Today, almost all orders are handled by inbound call centers and e-commerce sites. Unfortunately, when it comes to name and address entry, many call centers display less-than-rigorous standards. Glaring misspellings are common, as are omissions of address elements. Likewise, the capture of valid key codes often is not much better. And, e-commerce orders present their own name and address quality challenges. Frequently, for example, no more than 20 to 25% contain a key code.

This attenuated linkage between those who are promoted and those who respond makes it difficult to analyze direct marketing campaigns. Barriers to analysis, in turn, increase the probability that incorrect rollout decisions will be made, and that predictive models and lifetime value analysis will not reach their full potential.

Maximizing the Quality of Response Data

Fortunately, techniques exist to maximize the quality of response data. Unique ID's can be applied to promoted records. When applied to prospects, these are often referred to as "finder numbers." Call center reps can request this unique ID, which acts as a "hard" link between the order and the promoted record. Likewise, the ID can be requested during e-commerce sessions.

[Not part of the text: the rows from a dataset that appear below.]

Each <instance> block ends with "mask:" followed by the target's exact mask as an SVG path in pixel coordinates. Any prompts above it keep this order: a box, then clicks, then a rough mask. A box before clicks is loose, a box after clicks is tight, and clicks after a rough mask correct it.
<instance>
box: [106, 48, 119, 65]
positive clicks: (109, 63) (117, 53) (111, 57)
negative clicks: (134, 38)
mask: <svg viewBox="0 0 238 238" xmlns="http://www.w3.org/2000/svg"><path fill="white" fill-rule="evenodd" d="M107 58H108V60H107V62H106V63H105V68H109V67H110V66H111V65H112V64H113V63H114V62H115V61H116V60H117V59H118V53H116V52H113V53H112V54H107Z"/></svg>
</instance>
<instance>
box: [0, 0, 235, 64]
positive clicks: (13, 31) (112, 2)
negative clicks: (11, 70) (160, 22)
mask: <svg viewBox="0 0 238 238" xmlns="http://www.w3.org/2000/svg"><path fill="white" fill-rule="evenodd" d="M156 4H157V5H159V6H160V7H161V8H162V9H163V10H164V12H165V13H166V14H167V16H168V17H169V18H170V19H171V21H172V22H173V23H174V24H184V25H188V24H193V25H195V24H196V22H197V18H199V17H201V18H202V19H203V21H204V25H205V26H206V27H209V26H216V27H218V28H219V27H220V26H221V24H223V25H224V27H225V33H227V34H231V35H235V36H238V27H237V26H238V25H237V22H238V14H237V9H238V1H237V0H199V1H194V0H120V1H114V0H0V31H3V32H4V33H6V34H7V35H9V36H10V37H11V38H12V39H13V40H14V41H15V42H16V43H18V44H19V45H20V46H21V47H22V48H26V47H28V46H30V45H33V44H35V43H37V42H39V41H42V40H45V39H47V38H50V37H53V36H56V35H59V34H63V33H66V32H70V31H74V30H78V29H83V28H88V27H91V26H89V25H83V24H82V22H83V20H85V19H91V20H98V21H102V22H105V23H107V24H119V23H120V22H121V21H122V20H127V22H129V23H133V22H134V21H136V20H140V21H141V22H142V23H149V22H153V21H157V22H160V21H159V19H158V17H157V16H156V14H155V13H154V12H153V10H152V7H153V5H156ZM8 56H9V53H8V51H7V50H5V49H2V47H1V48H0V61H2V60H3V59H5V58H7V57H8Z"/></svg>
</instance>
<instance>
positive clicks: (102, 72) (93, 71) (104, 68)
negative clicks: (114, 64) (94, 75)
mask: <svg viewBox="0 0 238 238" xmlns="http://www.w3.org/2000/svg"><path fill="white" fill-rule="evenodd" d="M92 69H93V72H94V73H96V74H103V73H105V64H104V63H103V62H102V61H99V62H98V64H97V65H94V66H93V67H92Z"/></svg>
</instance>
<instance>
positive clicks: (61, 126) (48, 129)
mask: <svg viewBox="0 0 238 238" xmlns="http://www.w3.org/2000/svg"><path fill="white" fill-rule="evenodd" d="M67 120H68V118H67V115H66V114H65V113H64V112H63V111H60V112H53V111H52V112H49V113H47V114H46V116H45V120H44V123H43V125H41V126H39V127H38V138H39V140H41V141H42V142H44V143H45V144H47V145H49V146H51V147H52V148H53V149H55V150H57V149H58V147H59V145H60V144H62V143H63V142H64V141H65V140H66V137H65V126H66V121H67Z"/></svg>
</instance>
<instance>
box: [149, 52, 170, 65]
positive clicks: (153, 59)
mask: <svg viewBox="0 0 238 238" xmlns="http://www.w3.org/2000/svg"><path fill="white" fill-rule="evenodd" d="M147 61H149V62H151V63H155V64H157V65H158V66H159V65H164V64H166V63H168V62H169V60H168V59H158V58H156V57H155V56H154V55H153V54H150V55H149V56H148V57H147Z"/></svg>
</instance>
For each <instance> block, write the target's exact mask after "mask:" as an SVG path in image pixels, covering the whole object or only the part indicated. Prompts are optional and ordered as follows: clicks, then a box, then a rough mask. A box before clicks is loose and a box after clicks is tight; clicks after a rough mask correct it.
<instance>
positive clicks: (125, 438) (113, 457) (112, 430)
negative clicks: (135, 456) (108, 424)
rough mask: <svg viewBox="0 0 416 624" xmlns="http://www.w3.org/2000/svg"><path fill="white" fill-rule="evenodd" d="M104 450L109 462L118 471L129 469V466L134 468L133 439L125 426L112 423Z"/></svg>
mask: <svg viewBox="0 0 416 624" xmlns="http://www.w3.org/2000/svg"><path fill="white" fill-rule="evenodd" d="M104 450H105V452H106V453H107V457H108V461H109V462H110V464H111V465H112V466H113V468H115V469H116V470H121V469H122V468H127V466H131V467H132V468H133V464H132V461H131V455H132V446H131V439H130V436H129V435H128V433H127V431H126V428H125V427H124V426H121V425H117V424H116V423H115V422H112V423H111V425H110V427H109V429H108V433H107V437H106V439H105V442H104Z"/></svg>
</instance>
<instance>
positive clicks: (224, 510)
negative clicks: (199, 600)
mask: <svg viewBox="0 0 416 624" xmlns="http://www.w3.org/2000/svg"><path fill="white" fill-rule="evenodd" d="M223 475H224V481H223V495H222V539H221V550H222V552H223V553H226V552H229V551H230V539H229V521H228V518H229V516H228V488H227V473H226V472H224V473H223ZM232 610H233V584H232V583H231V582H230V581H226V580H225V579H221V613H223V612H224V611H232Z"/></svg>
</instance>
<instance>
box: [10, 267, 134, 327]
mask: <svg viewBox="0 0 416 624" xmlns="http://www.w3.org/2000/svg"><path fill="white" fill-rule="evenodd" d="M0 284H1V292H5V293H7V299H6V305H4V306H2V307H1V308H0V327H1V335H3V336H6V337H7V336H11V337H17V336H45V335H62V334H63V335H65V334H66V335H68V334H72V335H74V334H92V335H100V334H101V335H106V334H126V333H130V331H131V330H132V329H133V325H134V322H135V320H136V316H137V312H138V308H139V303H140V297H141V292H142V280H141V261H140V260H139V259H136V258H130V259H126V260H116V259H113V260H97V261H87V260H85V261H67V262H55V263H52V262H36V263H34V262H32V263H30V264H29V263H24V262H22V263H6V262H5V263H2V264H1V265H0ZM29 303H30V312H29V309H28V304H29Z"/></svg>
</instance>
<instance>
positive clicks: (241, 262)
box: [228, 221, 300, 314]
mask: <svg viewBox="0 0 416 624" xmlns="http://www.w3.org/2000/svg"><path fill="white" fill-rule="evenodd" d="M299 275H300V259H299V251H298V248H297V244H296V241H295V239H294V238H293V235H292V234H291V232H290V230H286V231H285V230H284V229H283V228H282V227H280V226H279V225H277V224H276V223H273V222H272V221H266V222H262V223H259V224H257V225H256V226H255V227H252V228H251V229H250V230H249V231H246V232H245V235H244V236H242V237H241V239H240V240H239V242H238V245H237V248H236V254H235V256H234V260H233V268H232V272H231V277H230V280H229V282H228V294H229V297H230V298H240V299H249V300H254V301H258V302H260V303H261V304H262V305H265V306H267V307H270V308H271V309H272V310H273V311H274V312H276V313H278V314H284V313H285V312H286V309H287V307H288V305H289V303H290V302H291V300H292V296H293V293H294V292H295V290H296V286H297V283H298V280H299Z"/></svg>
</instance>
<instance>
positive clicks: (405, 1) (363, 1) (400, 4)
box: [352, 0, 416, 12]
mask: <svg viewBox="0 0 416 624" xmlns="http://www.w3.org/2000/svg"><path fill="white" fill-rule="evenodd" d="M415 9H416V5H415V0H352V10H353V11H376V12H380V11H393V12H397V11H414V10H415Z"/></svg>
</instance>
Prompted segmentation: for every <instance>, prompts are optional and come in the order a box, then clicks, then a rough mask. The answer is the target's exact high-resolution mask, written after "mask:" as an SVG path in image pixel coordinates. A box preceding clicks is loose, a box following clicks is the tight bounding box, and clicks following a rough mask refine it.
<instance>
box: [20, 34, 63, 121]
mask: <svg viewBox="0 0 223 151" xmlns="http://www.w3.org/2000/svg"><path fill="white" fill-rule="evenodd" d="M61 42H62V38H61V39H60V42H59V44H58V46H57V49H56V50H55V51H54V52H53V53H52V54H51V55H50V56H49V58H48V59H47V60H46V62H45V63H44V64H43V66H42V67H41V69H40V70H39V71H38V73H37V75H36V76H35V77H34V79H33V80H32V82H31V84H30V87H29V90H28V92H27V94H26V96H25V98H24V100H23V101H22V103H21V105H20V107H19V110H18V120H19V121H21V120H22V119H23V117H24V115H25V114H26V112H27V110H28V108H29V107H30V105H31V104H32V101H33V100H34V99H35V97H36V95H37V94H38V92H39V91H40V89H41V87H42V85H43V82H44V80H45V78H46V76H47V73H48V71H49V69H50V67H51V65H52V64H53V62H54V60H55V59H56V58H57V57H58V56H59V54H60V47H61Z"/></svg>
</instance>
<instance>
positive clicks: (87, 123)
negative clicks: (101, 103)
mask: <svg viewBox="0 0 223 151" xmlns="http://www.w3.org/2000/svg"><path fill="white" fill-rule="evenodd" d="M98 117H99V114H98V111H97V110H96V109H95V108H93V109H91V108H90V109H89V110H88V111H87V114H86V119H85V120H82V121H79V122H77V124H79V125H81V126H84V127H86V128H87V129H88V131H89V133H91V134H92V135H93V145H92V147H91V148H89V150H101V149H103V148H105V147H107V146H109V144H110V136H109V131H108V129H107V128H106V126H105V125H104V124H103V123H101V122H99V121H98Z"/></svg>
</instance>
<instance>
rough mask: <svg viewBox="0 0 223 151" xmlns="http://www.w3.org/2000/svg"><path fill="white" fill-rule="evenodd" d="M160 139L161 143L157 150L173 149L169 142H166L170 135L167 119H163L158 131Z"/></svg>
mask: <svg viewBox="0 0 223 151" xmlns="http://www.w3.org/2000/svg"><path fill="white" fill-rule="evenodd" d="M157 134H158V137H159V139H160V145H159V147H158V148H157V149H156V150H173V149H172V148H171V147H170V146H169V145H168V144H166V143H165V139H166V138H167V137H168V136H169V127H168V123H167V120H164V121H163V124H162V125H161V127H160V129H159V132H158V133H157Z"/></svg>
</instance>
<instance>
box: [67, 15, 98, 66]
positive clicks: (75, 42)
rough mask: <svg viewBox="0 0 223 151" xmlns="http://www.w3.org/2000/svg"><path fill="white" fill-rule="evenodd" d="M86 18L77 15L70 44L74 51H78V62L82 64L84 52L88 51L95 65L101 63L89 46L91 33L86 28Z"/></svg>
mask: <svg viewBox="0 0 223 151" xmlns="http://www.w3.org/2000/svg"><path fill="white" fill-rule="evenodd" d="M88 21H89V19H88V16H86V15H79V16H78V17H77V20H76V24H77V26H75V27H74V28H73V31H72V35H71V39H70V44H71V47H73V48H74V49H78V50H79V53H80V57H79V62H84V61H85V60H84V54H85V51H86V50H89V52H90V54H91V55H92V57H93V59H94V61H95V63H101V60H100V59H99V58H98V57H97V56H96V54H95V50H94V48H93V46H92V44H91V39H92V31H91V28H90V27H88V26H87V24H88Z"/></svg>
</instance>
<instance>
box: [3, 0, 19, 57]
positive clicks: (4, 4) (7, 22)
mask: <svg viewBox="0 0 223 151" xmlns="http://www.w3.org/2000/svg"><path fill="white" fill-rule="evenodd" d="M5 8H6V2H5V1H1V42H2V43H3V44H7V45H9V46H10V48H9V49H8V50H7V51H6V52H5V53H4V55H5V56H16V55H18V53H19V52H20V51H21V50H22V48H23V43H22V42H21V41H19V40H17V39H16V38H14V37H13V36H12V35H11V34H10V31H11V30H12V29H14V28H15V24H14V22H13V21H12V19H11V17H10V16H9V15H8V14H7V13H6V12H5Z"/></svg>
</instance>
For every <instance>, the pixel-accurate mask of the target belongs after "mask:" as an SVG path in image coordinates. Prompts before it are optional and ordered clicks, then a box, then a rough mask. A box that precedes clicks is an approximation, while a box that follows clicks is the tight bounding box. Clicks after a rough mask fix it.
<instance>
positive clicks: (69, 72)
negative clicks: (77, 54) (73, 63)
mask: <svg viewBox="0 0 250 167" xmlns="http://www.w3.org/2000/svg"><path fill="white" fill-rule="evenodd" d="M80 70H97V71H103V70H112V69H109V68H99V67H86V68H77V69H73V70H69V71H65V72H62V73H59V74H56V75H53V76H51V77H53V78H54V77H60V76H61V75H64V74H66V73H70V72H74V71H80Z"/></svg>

Ideally, when the ID is input by the call center rep into the operational system, the name and address of the customer or prospect will appear on the screen. Similarly, the same steps can occur during e-commerce sessions. At this time, the customer can be queried about any changes, including whether he or she is a "passalong" order. If this is the case, then a "hard link" has been established between the response vehicle and "indirectly promoted" new customer, which is very helpful in subsequent response analysis and data mining.

For direct marketers whose size is sufficiently large to justify the investment, real-time hygiene technologies can also be integrated into their operational infrastructure. First, customer and prospect contact lists are loaded into the operational system. If incoming orders have different address data, technology can be used to "screen on the fly" for address elements that do not meet USPS standards. For example, out-of-range street numerics can be flagged for follow-up investigation by the call center rep or through an e-commerce screen. Such technologies significantly reduce the volume of problematic name and address information that is input to operational systems.

Unfortunately, many small to mid-sized direct marketers cannot justify major investments in up-front hygiene technology. However, name and address input quality can be significantly enhanced by the incorporation of simple but cost-effective order entry procedures. For example, rigorous name and address input standards can be established for call center reps, and the performance of individual reps tracked by the back-end matching of orders against prospect and customer lists. Those reps who consistently achieve high standards become eligible for performance bonuses.